Hace unos cuantos años, un conocido actor de doblaje relataba en una entrevista los entresijos de su profesión, la dificultad de acertar con el tono de un actor determinado, o la imposibilidad de ser fiel al cien por cien a los diálogos de la versión original. Defendía que existen expresiones que no se deben traducir del inglés al castellano porque resultarían ridículas, y como ejemplo citaba la costumbre de los norteamericanos de saludarse con un «te quiero». «Una madre se despide de su niño que se va al colegio y le dice «te quiero». Dos hermanas se separan para irse al supermercado y volver a verse tres horas más tarde y sueltan un «te quiero». Eso en España no se hace, sonaría raro, cursi. No está en nuestra cultura». Muy pasmado se quedaría el actor de doblaje de observar cuánto han cambiado las cosas. No solo hemos hecho nuestra su terrorífica fiesta de Halloween, sino que también hemos evolucionado emocionalmente hasta convertir ese «te quiero» que tanto le chirriaba en una afirmación común y corriente en estos ariscos pagos. Todos los días son el día de los enamorados. Ya no hay que suplicar, esperar y desesperar para oír la frase mítica. Te la suelta hasta el ministro de Cultura si pasas a su lado sin propinarle un silbido, y la dicen todos a gritos en el autobús antes de colgar el móvil.

El prestigioso Instituto Tecnológico de Massachussets confeccionó uno de los muchos estudios que han tratado de desentrañar los entresijos del amor. Demostró que el tiempo que tarda uno de los miembros de la pareja en decirle a su prójimo «te quiero» se establece mediante un análisis de coste/beneficio muy elaborado y de estructura similar al de cualquier otra decisión de tipo económico. O sea, que no suele exclamarse de forma espontánea y hormonal, sino por cálculo fino. En contra de lo que pudiera pensarse, los hombres eran los primeros en tomar la decisión de pronunciar las preciosas palabras.
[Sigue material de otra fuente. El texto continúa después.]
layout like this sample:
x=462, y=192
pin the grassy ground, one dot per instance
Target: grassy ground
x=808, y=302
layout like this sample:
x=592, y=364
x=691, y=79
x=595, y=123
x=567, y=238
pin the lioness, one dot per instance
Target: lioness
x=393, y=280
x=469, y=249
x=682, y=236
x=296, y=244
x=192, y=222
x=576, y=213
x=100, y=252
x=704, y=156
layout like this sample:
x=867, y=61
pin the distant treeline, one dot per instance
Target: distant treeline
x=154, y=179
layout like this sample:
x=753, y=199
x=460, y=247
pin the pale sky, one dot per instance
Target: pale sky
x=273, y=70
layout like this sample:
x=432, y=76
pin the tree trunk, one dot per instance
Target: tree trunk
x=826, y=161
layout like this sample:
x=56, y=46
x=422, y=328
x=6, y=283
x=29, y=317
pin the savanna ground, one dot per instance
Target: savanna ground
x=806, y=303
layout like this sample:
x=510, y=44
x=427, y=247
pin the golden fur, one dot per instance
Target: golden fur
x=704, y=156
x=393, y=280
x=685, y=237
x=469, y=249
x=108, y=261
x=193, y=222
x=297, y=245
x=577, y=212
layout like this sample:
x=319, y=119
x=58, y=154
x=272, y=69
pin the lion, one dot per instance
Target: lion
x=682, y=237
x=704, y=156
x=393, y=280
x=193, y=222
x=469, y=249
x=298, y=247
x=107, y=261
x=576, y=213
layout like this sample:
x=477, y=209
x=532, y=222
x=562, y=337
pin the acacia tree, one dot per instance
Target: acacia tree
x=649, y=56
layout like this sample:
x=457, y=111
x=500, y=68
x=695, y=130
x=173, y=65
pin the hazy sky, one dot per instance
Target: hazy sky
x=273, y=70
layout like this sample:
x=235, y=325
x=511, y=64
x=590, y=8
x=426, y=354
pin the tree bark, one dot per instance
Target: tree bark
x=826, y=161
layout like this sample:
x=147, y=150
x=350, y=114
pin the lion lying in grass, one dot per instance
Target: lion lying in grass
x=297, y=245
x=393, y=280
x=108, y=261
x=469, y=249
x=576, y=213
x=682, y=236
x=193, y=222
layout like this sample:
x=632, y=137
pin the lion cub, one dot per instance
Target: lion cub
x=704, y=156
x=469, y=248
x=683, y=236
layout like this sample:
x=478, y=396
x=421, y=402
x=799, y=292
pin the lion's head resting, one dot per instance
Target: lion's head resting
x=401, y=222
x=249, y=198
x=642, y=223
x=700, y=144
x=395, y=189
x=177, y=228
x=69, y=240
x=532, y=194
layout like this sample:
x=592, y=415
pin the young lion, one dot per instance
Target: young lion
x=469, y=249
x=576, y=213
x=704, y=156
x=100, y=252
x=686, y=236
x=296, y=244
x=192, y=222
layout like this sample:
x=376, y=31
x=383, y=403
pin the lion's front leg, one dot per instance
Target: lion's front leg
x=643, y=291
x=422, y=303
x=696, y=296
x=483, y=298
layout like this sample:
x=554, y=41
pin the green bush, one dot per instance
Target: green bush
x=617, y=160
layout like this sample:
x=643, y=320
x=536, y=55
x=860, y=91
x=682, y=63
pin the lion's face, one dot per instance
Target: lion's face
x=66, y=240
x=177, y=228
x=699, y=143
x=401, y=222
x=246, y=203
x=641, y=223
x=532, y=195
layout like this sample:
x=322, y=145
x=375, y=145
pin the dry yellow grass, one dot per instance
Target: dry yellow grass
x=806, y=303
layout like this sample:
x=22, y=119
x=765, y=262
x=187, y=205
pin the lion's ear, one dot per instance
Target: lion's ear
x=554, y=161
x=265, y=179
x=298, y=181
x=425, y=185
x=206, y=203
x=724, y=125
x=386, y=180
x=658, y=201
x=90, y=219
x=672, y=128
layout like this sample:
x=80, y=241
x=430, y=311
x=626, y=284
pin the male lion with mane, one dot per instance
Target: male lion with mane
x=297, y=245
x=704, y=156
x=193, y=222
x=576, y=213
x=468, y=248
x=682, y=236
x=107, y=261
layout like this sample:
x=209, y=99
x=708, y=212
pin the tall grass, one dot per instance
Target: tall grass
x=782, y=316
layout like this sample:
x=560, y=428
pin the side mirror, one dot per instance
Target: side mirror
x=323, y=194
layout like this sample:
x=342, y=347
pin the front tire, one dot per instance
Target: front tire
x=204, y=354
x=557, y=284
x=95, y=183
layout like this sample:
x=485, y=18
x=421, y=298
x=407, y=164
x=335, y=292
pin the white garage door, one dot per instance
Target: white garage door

Tal vez porque la importancia del marketing ha impregnado asimismo en nuestra sociedad, y por consiguiente la conveniencia de repetir el eslogan para lograr que cale, o quizás porque con la crisis y las cuentas en números rojos el intercambio de afectos es el único que no está vedado al común de los mortales, el caso es que la expresión del mayor de los sentimientos se ha convertido en una muletilla. «Te quiero» ha sustituido a «hasta luego, Lucas». ¿Sufren desgaste las palabras de amor? ¿Se deprecian si se produce una sobreabundancia de asertos cariñosos? Yo creo que no. Resulta sano y cardiosaludable verbalizar los afectos, además de barato. No creo que nos queramos más, pero resultamos más simpáticos.

Se han acabado entonces aquellas conversaciones: «¿Me quieres?» «Tú ya lo sabes» «¿Eso es que sí?» «Ya te lo dije». «Sí, hace dos años». «Pues lo mantengo». «Pues dilo, que no te cuesta tanto...» Ahora, «te quiero» es el paso previo a apagar la luz de la mesilla con un bostezo. Aunque en la búsqueda de nuevos retos sentimentales, ya hay quien defiende que, a la baja la cotización del «te quiero», existe una nueva meta, un paso más, una frase que hay que conseguir como antes se persiguió la otra porque sin ella la relación quién sabe, tal vez no es lo profunda que debería. «Te amo» es el nuevo «te quiero». Si no te lo han dicho todavía... malo.